Sadly, Merlin would die from pneumonia in September of 1873 and whilst Bayliss continued producing photographs (including the massive plates taken from the tower of Holtermann’s St Leonard’s mansion), the Travelling Exhibition never eventuated.

Although their ambitions weren’t fully realised, thanks to Holtermann, Merlin and Bayliss, this great collection’s unparalleled window into 19th Century Australian colonial life is as enduring a monument as any they might have wished for.

How sharp?

In 2009 the State Library began a two-year project to scan every one of the 3500 images in the Holtermann Collection. The smaller plates were scanned at a resolution of 10,000 pixels on the longest side, whilst the larger plates were captured with a 50-megapixel medium format back. For the very largest plates, multiple 50-megapixel images were stitched together to create extremely high resolution digital copies.
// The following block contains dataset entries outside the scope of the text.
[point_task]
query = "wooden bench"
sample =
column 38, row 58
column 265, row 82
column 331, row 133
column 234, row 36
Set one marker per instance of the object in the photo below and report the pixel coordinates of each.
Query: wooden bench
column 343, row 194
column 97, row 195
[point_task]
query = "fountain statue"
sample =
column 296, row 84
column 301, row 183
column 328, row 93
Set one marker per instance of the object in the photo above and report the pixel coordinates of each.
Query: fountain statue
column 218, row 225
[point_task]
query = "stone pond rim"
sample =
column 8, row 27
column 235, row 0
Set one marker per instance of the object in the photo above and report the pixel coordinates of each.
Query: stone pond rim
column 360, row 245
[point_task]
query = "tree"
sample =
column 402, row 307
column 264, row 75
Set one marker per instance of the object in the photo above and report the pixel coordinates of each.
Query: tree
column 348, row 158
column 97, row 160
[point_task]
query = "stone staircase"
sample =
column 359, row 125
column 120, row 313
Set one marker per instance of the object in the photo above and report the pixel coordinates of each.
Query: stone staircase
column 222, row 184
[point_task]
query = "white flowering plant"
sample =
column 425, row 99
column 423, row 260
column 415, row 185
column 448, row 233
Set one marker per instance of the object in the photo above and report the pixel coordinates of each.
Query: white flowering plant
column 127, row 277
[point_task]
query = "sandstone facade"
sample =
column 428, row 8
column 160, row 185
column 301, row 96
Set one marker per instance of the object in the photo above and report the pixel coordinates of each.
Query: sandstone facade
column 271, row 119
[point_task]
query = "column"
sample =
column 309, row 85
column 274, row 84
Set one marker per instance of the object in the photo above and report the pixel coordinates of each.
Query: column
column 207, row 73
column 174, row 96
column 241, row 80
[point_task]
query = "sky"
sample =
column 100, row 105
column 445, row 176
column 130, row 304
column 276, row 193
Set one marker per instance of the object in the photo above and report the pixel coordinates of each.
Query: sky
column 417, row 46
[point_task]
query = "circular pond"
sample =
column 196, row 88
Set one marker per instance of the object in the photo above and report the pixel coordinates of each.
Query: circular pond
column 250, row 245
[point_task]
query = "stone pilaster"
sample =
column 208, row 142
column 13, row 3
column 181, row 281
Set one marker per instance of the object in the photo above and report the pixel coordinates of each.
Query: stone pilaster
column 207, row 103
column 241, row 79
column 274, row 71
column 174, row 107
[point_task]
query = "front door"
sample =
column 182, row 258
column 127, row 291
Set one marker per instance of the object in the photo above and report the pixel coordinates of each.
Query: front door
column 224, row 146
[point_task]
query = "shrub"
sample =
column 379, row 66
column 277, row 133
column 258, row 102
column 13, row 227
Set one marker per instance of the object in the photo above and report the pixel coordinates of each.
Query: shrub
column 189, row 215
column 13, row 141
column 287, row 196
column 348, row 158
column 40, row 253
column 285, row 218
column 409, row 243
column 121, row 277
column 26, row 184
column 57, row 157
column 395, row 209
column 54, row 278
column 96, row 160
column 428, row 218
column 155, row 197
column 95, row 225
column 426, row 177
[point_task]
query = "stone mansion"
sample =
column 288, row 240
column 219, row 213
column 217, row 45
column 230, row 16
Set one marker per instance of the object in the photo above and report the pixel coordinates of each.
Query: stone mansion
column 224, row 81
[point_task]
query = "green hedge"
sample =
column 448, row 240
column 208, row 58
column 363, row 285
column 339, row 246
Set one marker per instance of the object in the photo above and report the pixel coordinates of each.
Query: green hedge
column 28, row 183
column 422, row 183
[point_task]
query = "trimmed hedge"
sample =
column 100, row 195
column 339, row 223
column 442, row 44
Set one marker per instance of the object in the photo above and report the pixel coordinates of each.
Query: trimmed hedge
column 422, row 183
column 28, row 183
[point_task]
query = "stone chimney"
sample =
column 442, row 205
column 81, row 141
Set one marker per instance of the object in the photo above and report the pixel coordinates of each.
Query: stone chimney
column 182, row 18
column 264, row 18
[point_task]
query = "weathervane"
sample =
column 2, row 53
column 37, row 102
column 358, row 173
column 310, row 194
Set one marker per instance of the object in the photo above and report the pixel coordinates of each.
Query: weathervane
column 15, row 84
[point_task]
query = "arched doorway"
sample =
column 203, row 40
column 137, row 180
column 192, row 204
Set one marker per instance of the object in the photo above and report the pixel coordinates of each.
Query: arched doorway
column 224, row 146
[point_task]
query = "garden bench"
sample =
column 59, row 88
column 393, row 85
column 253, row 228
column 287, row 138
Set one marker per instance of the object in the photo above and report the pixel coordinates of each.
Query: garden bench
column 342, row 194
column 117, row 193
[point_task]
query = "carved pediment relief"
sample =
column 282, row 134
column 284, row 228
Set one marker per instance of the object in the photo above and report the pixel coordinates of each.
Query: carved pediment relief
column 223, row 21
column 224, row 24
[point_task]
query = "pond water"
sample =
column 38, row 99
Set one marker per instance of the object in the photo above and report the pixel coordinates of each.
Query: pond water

Although the products of a laborious and inherently variable process, wet plate images are essentially grainless. When it comes to image resolution, the limiting factor is the quality of the lens. And thanks to Holtermann’s deep pockets, Merlin and Bayliss were equipped with the finest German optics of the day.

When the Library acquired the collection in 1952, they understandably used modern film and printing materials to create copies from the original negatives. Unfortunately wet plate negatives are extremely contrasty and the image density can be quite variable. Printing these negatives on a mid-20th Century paper results in images that are significantly compromised in terms of image quality and information.

High resolution scanning and modern digital printing technology allow us to see detail that has effectively been lost for 140 years. As part of the State Library’s The Greatest Wonder of the World exhibition of the Holtermann Collection earlier this year, a number of the images were projected on wall-sized surfaces. Even when inspected closely there was no trace of photographic grain.

An astonishing level of detail becomes apparent as you moved closer to the image. In a photograph of a shopfront taken from across a street, details as fine as the labels on bottles in the shop window can be made out. In a picture of a French man-o’-war in drydock, the amount of intricate detail would keep a marine historian entranced for hours.

Every one of the 3500 images in the Holtermann Collection may be viewed online by going to the State Library’s website at www.sl.nsw.gov.au and searching for American & Australasian Photographic Company. Images with sufficient resolution for school projects may be downloaded directly and a number of the more striking photographs are also available as prints from the Library’s shop.